Dawg Days

Dawg Days

It’s been a long time since my last blog, but here are a few of the highlights (lowlights?) over the last month or so:


Our road trip started with 2 game in Columbus, GA to play the Cottonmouths. The week prior, the Cottonmouth’s bus rolled over on the highway, injuring many of the players (concussions, broken bones, a hip dislocation). Luckily, everyone survived. However, Columbus was left with half of a viable hockey team. To fill their roster, Columbus literally signed guys off of the street, including a few retired guys to come back and fill in for a few games.
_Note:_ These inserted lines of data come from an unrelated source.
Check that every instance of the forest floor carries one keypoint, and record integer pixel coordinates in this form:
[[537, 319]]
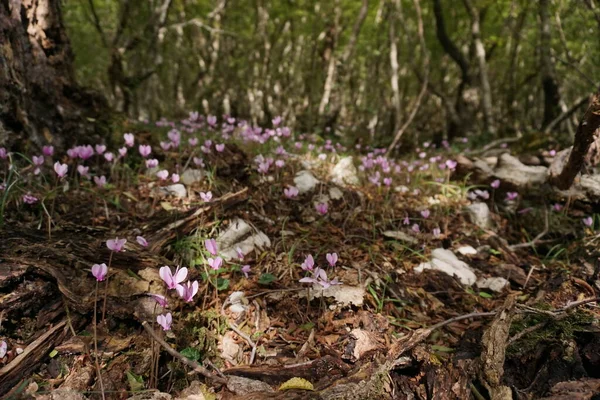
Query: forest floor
[[425, 300]]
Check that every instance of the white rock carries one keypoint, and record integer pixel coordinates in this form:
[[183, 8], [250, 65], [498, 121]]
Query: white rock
[[511, 170], [335, 193], [445, 261], [467, 250], [305, 181], [344, 173], [177, 190], [241, 234], [242, 386], [479, 214], [494, 284], [191, 176], [343, 294], [399, 235]]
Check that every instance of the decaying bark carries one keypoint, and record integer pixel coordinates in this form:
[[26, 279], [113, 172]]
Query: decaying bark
[[40, 99], [583, 140]]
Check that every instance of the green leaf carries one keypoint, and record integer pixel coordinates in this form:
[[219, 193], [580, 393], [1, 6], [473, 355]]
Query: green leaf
[[191, 353], [222, 283], [266, 279]]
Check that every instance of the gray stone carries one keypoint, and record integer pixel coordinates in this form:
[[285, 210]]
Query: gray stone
[[305, 181], [344, 173], [177, 190], [191, 176], [479, 214]]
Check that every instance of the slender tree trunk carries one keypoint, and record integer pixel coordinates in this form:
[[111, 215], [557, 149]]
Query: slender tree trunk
[[40, 100], [549, 83], [484, 82]]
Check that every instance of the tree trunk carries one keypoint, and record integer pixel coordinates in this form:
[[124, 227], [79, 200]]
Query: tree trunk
[[549, 83], [484, 82], [40, 100]]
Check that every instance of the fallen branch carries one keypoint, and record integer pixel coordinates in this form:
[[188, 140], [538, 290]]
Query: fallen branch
[[583, 140], [538, 238], [192, 364]]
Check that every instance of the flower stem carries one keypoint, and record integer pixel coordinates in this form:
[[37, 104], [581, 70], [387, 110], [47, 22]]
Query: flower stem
[[96, 343], [106, 287]]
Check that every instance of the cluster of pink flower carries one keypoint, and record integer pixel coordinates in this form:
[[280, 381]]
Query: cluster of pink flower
[[319, 275]]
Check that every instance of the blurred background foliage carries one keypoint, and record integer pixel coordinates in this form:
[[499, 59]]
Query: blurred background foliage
[[360, 68]]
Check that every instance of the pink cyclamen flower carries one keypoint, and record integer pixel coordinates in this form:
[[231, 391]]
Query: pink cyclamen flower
[[211, 246], [308, 264], [142, 241], [215, 263], [451, 164], [83, 171], [61, 169], [322, 208], [99, 271], [246, 270], [38, 161], [100, 181], [161, 300], [3, 348], [206, 197], [188, 290], [144, 150], [511, 195], [129, 139], [290, 192], [332, 259], [165, 145], [240, 253], [162, 174], [172, 279], [29, 199], [482, 193], [165, 321], [85, 152], [100, 148], [116, 244]]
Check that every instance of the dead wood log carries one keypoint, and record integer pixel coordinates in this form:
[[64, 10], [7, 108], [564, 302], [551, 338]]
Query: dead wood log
[[27, 362], [583, 140]]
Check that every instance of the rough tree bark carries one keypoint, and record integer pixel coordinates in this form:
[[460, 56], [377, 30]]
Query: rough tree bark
[[459, 118], [584, 137], [40, 100], [549, 82], [484, 82]]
We lost the first game of the series, despite playing against Columbus’ depleted roster. The next night we came back and won in front of a big crowd for Military night. A couple thousand troops attended the game in uniform, and it kicked off with a couple of guys rappelling down from the ceiling. Coincidentally, the game was a war on the ice. Our captain was jumped on three separate occasions, and numerous players on both teams were ejected. Our coach was also tossed. At one point in the third period, I looked down the bench, and there were five guys left, including me, with no coach. Five. The rest were already kicked out of the game or in the penalty box. We finished them off in a lopsided win.

We wrapped up the weekend the next day with a matinée in Pensacola. It was my first time back since my release in late December, and it was great to see some familiar faces around the rink. Unfortunately we lost to my former team. After the game, I was informed that a few friends from Pensacola had waited to see me after the game. One even brought me an extravagant care package for the bus (Thank you!). I visited with them and caught up before hopping back on the bus. Little things like reconnecting little relationships like these are part of what makes pro hockey so great.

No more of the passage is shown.